- Type: Mine-resistant ambush protected vehicle
- Place of origin: Turkey

Service history
- Used by: See operators
- Wars: SDF-Syrian transitional government clashes (2025-present)

Production history
- Designer: BMC Otomotiv
- Manufacturer: BMC Otomotiv

Specifications
- Height: 400mm
- Passengers: 7
- Maximum speed: 120km/h

= BMC Amazon =

Turkish armored vehicle

The BMC Amazon is a mine-resistant ambush protected vehicle (MRAP) manufactured and designed by BMC Otomotiv for use in the Turkish Armed Forces, though it has also seen usage in neighboring and regional countries as well.

== Design ==
The BMC Amazon base model uses a unibody design with a V-shaped hull for its underbody, and is equipped with an automatic fire extinguisher system, run-flat tires, rear-view cameras, alongside dimming and camouflage lighting features. The base model BMC Amazon also has a capacity of seven passengers, and according to BMC, 'meets STANAG 4569 protection levels', though a specific description was not stated.

== Variants ==

=== BMC Amazon Ottonom (4x4) ===
The Ottonom variant of the BMC Amazon, in addition to features already included in the base model, is also capable of maneuvering through rough terrain alongside being equipped with a drone.

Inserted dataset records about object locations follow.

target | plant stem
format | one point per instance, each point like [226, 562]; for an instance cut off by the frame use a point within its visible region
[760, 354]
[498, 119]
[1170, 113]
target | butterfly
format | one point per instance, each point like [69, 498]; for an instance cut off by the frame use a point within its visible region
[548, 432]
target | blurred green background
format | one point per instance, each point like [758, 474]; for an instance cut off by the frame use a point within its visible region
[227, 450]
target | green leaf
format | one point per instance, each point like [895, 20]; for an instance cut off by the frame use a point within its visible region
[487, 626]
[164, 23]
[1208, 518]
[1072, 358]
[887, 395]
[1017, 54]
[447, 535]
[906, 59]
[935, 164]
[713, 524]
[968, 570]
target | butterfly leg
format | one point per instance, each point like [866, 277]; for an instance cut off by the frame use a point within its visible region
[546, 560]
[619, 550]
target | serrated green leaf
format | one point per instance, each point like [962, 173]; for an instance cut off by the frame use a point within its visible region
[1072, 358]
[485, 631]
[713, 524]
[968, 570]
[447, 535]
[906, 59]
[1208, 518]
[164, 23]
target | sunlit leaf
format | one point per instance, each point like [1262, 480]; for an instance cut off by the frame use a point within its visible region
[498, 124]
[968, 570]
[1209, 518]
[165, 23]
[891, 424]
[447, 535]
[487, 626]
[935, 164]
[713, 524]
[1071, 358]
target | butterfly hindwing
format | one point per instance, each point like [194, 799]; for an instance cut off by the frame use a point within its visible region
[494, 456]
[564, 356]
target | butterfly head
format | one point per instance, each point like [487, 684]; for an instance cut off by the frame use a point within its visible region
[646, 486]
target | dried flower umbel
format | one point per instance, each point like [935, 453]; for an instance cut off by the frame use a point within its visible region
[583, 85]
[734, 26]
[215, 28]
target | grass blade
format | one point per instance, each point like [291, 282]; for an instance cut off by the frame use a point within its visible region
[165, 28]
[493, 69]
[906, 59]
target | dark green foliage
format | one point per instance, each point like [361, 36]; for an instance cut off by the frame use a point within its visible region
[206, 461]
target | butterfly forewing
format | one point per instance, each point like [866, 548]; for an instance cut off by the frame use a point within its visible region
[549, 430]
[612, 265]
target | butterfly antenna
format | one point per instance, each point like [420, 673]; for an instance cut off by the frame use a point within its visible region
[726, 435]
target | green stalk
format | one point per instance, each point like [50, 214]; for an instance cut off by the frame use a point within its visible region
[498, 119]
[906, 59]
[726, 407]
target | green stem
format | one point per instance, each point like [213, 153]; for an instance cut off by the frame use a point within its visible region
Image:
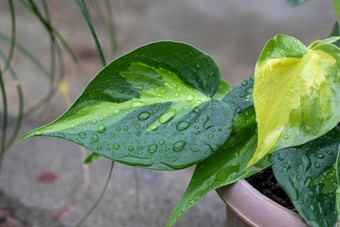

=== BMC Amazon 4x4 RCS ===
The BMC Amazon RCS is a remote-controllable variant of the BMC Amazon, specifically used for 'residential and asymmetric battlefields'.

== Operators ==

=== State users ===
- SYR - operated by various branches of the Syrian Armed Forces under the command of the Syrian transitional government. First seen in use in large quantities during clashes with the Syrian Democratic Forces.
- TUR - In use with Turkish Land Forces and Police Special Operations Department.
- TKM - Variants equipped with Aselsan Dual SARP remote controlled weapon station were spotted in use with the State Border Service of Turkmenistan in 2018.
- QAT - 35 units purchased in 2018 for Qatari Emiri Land Force.

=== Non-state users ===
- - Donated by Turkey in 2023, operated by local Police Special Operations teams.